Did she just say Lesbos?
Stiletto said, “Don’t look so shocked, Bubbles. By that time you’ll be settling into your new role as Mrs. Dan Ritter. Or will it be Mrs. ‘Chip’ Ritter?”
I had to pull myself together, here. I couldn’t just let this woman walk off with him. I couldn’t let her kidnap him to an island of lesbians as if he were cast in some low-budget porn movie.
“I don’t know if it’s Dan or Chip. I don’t care. Listen, Stiletto. . . .”
The salesman returned with the wrapped package that Stiletto clearly was attempting to hide from Sabina, as if she had no idea. As for the salesman, I was going to have to sic Genevieve on him when I was done with this crisis. Either that or give him a speed lesson in tact.
When the two men went off to finish the transaction, Sabina reached out and touched my arm. This was probably some Californian gesture meant to convey a secret. “I know Steve feels so bad about not being here for your wedding. After all, he did come all the way back from England for it.”
“He won’t be here?” Not that I had invited him.
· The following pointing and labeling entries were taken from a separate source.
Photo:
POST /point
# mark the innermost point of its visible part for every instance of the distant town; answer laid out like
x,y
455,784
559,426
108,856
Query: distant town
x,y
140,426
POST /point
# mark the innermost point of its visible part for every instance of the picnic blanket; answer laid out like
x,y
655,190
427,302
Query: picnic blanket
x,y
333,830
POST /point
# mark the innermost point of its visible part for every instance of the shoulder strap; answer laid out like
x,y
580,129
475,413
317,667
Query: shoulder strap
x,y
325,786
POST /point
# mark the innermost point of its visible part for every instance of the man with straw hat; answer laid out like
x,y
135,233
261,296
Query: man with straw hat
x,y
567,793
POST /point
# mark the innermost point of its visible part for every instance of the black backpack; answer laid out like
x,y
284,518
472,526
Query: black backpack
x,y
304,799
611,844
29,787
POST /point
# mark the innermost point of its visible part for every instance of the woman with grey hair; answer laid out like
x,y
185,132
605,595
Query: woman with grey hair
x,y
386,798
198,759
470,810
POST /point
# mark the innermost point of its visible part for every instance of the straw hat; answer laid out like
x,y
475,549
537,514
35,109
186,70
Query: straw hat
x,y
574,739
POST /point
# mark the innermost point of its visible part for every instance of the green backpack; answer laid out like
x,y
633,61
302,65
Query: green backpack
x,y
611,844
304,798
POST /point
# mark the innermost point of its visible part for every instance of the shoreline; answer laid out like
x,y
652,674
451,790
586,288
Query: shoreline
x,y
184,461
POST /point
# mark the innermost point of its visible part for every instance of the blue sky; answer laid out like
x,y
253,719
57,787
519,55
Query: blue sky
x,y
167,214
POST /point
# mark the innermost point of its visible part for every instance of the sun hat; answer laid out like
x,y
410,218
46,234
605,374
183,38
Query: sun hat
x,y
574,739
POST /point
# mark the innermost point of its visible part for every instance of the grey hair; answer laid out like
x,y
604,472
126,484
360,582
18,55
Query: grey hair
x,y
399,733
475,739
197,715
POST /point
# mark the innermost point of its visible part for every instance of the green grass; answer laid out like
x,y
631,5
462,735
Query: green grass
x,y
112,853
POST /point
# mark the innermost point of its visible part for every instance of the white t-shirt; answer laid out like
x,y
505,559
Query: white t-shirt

I just didn’t know what else to say.
“I’m afraid we’re leaving on Friday night. The production company chartered a private plane for me and”—she shrugged—“it’s not like you can turn down a private plane. Or, rather, that you’d want to.” She giggled again.
I envisioned Stiletto and Sabina sitting on leather couches thirty-eight thousand feet above the ground, sipping champagne and playing footsie on their way to her bleached house on the bleached beach of the turquoise Aegean.
This gave me a splitting headache.
“We better go,” Stiletto said, his coat pocket now bulging with Sabina’s sapphire.
“Steve’s whisking me off to New York to see some show on Broadway. I have no idea what it is. Was he always so full of surprises?”
“Yes,” I said, though I hadn’t really considered him to be a Broadway musical kind of guy. “And the thing about it is, the surprises never stop.”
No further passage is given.